# Pics of my new Puppy - Sammy



## MarkF (Nov 9, 2009)

Here are some pics of my new puppy Sammy. He's about 19 weeks old now


----------



## juliav (Nov 21, 2006)

:welcome: Mark, Sammy is adorable!!!


----------



## Evye's Mom (Dec 16, 2008)

Sammy is a very handsome little guy. Welcome to the forum.


----------



## irnfit (Nov 21, 2006)

Sammy is a cutie. Looks like he's a chocolate with his little brown nose.


----------



## Sheri (Oct 11, 2008)

Welcome, little Sammy.


----------



## Poornima (Jun 29, 2007)

Sammy is very cute.


----------



## pjewel (Apr 11, 2007)

I do love my chocolate. He's a cutie. Enjoy his puppyhood, it goes by sooooo fast.


----------



## Metchosin (Jun 29, 2009)

I love the chocolate nose, too! Very beautiful boy indeed. And, that pink toy looks like it will be a favorite.


----------



## lfung5 (Jun 30, 2007)

Oh, what a cutie! I love the chocolates!!


----------



## kudo2u (Mar 7, 2009)

He is adorable!!!

Have you spoken with the vet about his eating habits yet? Curious to know what they said.

Although it's difficult to tell in a few photos, I would say you have nothing to worry about.
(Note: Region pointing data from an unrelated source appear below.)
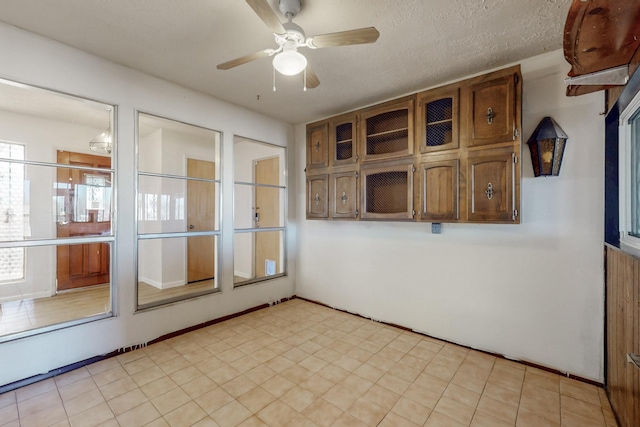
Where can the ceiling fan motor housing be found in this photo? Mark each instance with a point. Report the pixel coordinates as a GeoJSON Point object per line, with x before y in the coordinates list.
{"type": "Point", "coordinates": [289, 8]}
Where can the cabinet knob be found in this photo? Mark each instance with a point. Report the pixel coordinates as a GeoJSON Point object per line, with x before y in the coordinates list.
{"type": "Point", "coordinates": [489, 191]}
{"type": "Point", "coordinates": [490, 115]}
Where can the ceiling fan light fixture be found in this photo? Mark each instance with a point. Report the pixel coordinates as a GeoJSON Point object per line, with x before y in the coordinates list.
{"type": "Point", "coordinates": [289, 62]}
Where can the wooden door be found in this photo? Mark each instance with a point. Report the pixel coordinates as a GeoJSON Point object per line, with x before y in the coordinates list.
{"type": "Point", "coordinates": [84, 264]}
{"type": "Point", "coordinates": [387, 191]}
{"type": "Point", "coordinates": [493, 110]}
{"type": "Point", "coordinates": [317, 196]}
{"type": "Point", "coordinates": [343, 140]}
{"type": "Point", "coordinates": [200, 217]}
{"type": "Point", "coordinates": [439, 190]}
{"type": "Point", "coordinates": [491, 187]}
{"type": "Point", "coordinates": [318, 146]}
{"type": "Point", "coordinates": [267, 205]}
{"type": "Point", "coordinates": [438, 120]}
{"type": "Point", "coordinates": [344, 190]}
{"type": "Point", "coordinates": [387, 132]}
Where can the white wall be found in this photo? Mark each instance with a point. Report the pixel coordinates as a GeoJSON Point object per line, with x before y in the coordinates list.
{"type": "Point", "coordinates": [533, 292]}
{"type": "Point", "coordinates": [32, 59]}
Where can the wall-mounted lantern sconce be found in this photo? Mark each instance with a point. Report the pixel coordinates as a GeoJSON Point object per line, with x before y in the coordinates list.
{"type": "Point", "coordinates": [547, 147]}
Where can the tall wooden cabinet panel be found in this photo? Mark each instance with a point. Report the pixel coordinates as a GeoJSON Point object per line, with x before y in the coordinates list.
{"type": "Point", "coordinates": [437, 120]}
{"type": "Point", "coordinates": [387, 191]}
{"type": "Point", "coordinates": [492, 109]}
{"type": "Point", "coordinates": [491, 186]}
{"type": "Point", "coordinates": [439, 190]}
{"type": "Point", "coordinates": [317, 196]}
{"type": "Point", "coordinates": [344, 195]}
{"type": "Point", "coordinates": [318, 145]}
{"type": "Point", "coordinates": [387, 132]}
{"type": "Point", "coordinates": [343, 139]}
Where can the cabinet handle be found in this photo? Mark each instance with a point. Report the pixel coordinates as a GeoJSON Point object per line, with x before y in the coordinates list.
{"type": "Point", "coordinates": [489, 191]}
{"type": "Point", "coordinates": [490, 115]}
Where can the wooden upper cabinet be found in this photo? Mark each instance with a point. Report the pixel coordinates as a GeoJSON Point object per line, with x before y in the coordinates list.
{"type": "Point", "coordinates": [438, 190]}
{"type": "Point", "coordinates": [318, 196]}
{"type": "Point", "coordinates": [387, 191]}
{"type": "Point", "coordinates": [491, 187]}
{"type": "Point", "coordinates": [437, 120]}
{"type": "Point", "coordinates": [343, 135]}
{"type": "Point", "coordinates": [344, 195]}
{"type": "Point", "coordinates": [387, 132]}
{"type": "Point", "coordinates": [493, 113]}
{"type": "Point", "coordinates": [318, 145]}
{"type": "Point", "coordinates": [464, 139]}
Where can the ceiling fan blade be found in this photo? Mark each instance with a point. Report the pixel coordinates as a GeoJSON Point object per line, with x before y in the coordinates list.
{"type": "Point", "coordinates": [245, 59]}
{"type": "Point", "coordinates": [268, 16]}
{"type": "Point", "coordinates": [312, 79]}
{"type": "Point", "coordinates": [345, 38]}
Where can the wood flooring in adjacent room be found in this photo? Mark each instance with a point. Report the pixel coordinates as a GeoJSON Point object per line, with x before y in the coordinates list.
{"type": "Point", "coordinates": [301, 364]}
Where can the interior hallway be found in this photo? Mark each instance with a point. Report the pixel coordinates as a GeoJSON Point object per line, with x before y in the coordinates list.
{"type": "Point", "coordinates": [301, 364]}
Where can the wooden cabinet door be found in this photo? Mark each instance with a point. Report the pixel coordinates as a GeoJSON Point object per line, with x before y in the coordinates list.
{"type": "Point", "coordinates": [492, 106]}
{"type": "Point", "coordinates": [317, 196]}
{"type": "Point", "coordinates": [344, 195]}
{"type": "Point", "coordinates": [439, 190]}
{"type": "Point", "coordinates": [491, 187]}
{"type": "Point", "coordinates": [318, 146]}
{"type": "Point", "coordinates": [438, 120]}
{"type": "Point", "coordinates": [387, 192]}
{"type": "Point", "coordinates": [387, 132]}
{"type": "Point", "coordinates": [344, 150]}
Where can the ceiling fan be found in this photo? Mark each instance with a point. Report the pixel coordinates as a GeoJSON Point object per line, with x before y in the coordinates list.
{"type": "Point", "coordinates": [290, 37]}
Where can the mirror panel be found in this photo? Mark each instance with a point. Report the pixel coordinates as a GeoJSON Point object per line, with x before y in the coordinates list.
{"type": "Point", "coordinates": [259, 211]}
{"type": "Point", "coordinates": [56, 184]}
{"type": "Point", "coordinates": [173, 269]}
{"type": "Point", "coordinates": [178, 194]}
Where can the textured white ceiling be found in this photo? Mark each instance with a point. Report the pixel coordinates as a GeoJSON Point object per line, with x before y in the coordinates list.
{"type": "Point", "coordinates": [422, 43]}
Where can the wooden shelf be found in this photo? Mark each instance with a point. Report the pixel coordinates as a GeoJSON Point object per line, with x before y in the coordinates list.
{"type": "Point", "coordinates": [389, 134]}
{"type": "Point", "coordinates": [439, 122]}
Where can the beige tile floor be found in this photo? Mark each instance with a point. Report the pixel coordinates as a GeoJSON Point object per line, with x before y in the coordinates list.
{"type": "Point", "coordinates": [301, 364]}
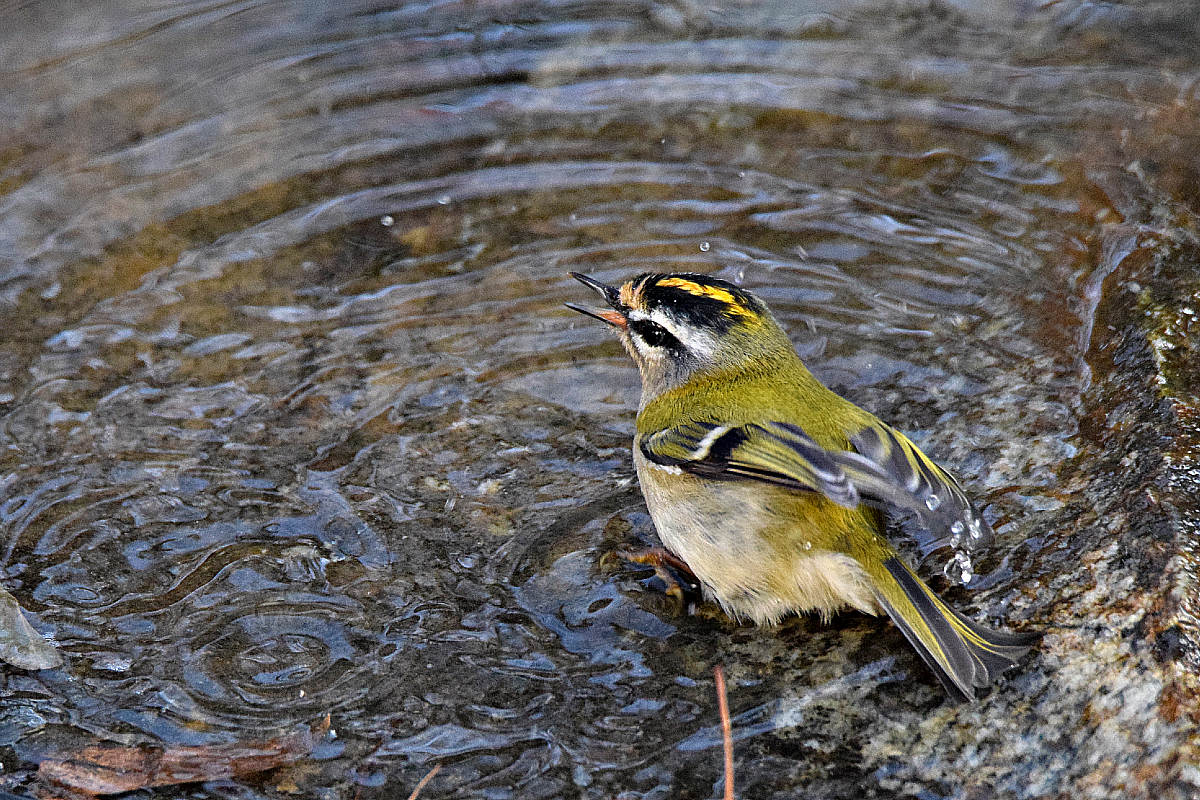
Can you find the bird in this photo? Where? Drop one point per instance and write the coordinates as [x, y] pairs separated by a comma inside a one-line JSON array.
[[771, 489]]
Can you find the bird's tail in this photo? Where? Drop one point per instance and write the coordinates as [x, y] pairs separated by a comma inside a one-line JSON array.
[[964, 654]]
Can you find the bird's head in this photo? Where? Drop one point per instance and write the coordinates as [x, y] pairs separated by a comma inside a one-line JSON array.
[[677, 325]]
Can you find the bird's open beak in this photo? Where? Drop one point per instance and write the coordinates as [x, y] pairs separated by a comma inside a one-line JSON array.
[[616, 316]]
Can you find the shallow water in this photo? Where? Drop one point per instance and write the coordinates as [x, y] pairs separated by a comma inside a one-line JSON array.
[[294, 420]]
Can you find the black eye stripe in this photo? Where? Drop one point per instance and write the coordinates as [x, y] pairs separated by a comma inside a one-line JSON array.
[[653, 334]]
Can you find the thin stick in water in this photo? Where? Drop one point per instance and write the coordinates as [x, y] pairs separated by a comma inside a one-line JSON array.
[[429, 776], [726, 729]]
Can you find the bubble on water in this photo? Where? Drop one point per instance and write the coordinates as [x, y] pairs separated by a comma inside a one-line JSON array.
[[959, 569], [976, 528]]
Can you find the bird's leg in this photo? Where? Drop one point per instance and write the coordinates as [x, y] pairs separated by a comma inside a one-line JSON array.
[[670, 569]]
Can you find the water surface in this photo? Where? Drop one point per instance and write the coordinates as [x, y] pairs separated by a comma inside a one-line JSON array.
[[293, 420]]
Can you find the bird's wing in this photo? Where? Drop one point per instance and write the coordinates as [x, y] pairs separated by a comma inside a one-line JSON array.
[[772, 452], [885, 468]]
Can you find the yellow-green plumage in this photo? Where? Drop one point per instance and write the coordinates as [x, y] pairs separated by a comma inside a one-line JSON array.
[[756, 474]]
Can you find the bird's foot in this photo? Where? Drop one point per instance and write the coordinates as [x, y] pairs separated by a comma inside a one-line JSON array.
[[682, 584]]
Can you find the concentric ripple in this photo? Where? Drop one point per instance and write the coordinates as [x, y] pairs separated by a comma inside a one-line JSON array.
[[293, 420]]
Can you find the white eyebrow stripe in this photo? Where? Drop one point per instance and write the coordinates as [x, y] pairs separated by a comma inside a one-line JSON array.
[[706, 444]]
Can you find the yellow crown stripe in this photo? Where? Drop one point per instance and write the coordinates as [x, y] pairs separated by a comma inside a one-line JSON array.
[[701, 290]]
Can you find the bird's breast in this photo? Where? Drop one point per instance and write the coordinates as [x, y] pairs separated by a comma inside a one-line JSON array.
[[761, 551]]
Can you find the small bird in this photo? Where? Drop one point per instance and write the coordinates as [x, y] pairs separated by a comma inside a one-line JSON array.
[[767, 487]]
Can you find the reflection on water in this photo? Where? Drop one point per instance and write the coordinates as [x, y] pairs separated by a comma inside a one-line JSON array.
[[293, 417]]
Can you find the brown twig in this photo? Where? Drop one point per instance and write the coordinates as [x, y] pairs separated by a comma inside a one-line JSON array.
[[726, 729], [429, 776]]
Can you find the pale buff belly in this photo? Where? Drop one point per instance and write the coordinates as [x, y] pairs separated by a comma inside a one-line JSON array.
[[720, 528]]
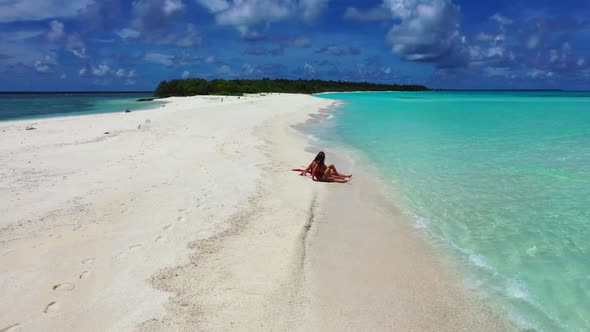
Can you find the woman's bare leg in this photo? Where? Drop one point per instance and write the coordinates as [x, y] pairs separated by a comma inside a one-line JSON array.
[[329, 176], [335, 172]]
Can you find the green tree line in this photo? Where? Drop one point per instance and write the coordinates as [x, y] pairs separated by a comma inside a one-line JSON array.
[[197, 86]]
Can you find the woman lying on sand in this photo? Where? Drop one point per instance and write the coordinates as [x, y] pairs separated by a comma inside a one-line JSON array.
[[320, 172]]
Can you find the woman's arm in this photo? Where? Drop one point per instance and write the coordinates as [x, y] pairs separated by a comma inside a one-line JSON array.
[[309, 168], [313, 172]]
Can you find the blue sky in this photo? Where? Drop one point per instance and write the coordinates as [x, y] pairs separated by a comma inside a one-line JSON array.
[[132, 45]]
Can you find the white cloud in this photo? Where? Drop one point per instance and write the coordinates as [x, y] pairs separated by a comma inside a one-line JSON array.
[[56, 31], [497, 71], [538, 73], [153, 15], [38, 10], [214, 6], [378, 13], [300, 41], [20, 35], [243, 14], [210, 59], [45, 64], [76, 45], [101, 70], [503, 20], [104, 71], [128, 33], [311, 9], [163, 59], [427, 31], [533, 41]]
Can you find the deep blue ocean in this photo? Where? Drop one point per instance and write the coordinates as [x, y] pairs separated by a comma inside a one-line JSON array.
[[15, 106], [500, 181]]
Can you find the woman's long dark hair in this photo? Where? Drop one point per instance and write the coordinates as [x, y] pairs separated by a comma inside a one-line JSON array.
[[320, 158]]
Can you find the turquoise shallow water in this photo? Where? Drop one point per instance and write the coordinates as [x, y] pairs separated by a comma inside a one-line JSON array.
[[32, 105], [501, 180]]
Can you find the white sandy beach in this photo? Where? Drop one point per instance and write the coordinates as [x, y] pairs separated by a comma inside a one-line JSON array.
[[188, 217]]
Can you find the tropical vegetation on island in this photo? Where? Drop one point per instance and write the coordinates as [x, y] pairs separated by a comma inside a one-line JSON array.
[[197, 86]]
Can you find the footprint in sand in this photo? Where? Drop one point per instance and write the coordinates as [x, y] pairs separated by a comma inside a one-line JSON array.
[[65, 287], [10, 328], [53, 306], [6, 254], [88, 261]]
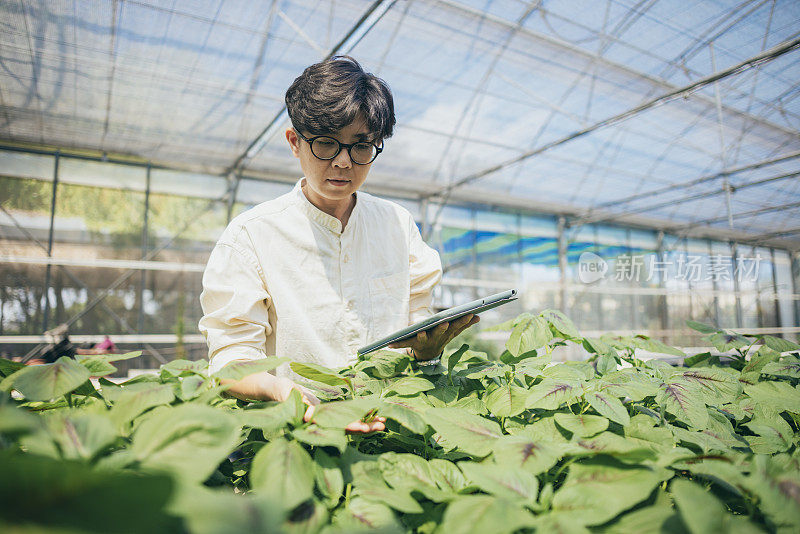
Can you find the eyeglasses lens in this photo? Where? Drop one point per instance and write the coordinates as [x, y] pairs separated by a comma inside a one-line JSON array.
[[328, 148]]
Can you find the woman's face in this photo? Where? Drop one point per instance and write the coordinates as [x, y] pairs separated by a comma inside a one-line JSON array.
[[331, 183]]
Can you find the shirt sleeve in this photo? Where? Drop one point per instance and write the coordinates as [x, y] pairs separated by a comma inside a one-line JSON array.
[[425, 270], [235, 306]]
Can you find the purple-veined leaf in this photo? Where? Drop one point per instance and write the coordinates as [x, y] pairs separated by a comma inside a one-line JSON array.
[[551, 393], [506, 400], [608, 406], [682, 400], [471, 433]]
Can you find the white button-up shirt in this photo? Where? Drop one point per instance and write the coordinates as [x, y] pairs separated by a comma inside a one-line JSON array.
[[285, 279]]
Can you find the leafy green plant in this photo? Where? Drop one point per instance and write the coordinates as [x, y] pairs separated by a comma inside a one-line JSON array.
[[502, 443]]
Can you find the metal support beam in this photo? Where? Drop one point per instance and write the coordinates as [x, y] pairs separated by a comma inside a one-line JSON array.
[[759, 59], [143, 273], [233, 188], [50, 236], [562, 264], [663, 311], [776, 302], [607, 64], [371, 16]]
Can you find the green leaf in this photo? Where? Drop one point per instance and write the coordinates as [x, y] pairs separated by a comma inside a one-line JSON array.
[[321, 437], [581, 426], [79, 498], [479, 514], [363, 514], [191, 387], [318, 373], [701, 327], [599, 347], [207, 511], [9, 367], [188, 441], [274, 417], [608, 406], [471, 433], [284, 472], [411, 472], [684, 402], [561, 323], [653, 345], [724, 342], [339, 414], [630, 382], [369, 483], [606, 364], [551, 393], [701, 512], [704, 359], [508, 482], [410, 385], [778, 396], [81, 436], [781, 345], [506, 400], [183, 367], [656, 519], [521, 452], [15, 421], [774, 435], [98, 366], [405, 414], [328, 476], [130, 401], [385, 363], [455, 357], [529, 334], [46, 382], [447, 475], [714, 383], [597, 490], [239, 369], [570, 371], [777, 489]]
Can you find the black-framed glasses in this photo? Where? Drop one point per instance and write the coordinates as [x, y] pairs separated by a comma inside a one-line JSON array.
[[326, 148]]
He looks beautiful and healthy to me!


----------



## MarkF (Nov 9, 2009)

We go to the vet tomorrow so we'll check his weight and see what's up. My guess is that my expectations were too great. We dropped thins down to 1/4 cup in the morning and evening plus a bit of canned food and he is finishing up most of his food. 

Next challenges are grooming (ears and nails) and training (we start on 12/8).


----------



## mellowbo (Aug 12, 2007)

Aww Mark, enjoy your little chocolate baby! Where did you get him?
Carole


----------



## MarkF (Nov 9, 2009)

maybe not the best place - it was a backyard breeder


----------



## mellowbo (Aug 12, 2007)

That's too bad but he's a sweet loving little beating heart and I know you will love and care for him forever!!! That is what really counts.
Carole


----------



## Havanase100 (Sep 16, 2009)

Does he look like a shav to anyone else?


----------



## MarkF (Nov 9, 2009)

I did some more research and it seems that most of Sammy's blood line is from a Kennel run by Juanita Kimbrough, he has a bunch of Maxanita' in his blood line.

Maxanita's Master Jasper is the Sire, son of CH Alszegi Villam Bosco & Catalina of Maxanita. On the Dam side it was Terry's Little Red Missy daughter of Maxanita's Chocolate Charlie & Steele's Lady Chloe. 

Anyone familiar with any of these dogs or Kennels?


----------



## waybrook (Sep 13, 2009)

He's a cutie - congratulations on becoming a new dad!


----------



## murphymoesmamma (Apr 1, 2009)

Sammy is a sweetie!


----------



## mellowbo (Aug 12, 2007)

Sorry, I'm not familiar with any of those names. But then, I'm not familiar with many names at all, lol.
Carole


----------



## JeanMarie (Mar 2, 2008)

What a darling boy! Congrats on your new baby.


----------



## marjrc (Jan 13, 2007)

Welcome Mark and Sammy! I'm quite late here, but never did see your thread. I also have a Sammy.  Your boy is a cutie!

I looked at the Hungarian havanese Gallery and found nothing, though that doesn't mean much if the breeder(s) didn't post their information there. You can check it out if you like - http://www.havanesegallery.hu/index_en.php

Havanese100 wrote: *"Does he look like a shav to anyone else?"*
*** No, Sammy doesn't look like a Shavanese at all ! "Shavs" are short-haired Havanese and they are short all over their body, head, torso, everywhere. That isnt' the case with Sammy who has a lush coat on his body.


----------



## SMARTY (Apr 19, 2007)

Sammy is a very cute puppy. Thanks for sharing his pictures. My Smarty's dam is Hungarian the kennel name is Popovdombi, but most of this line is A Maiden Effort’s No Nonsense and Ungaro.


----------



## psvzum (Jun 11, 2009)

Absolutely beautiful little guy!


----------



## imamurph (Apr 15, 2008)




----------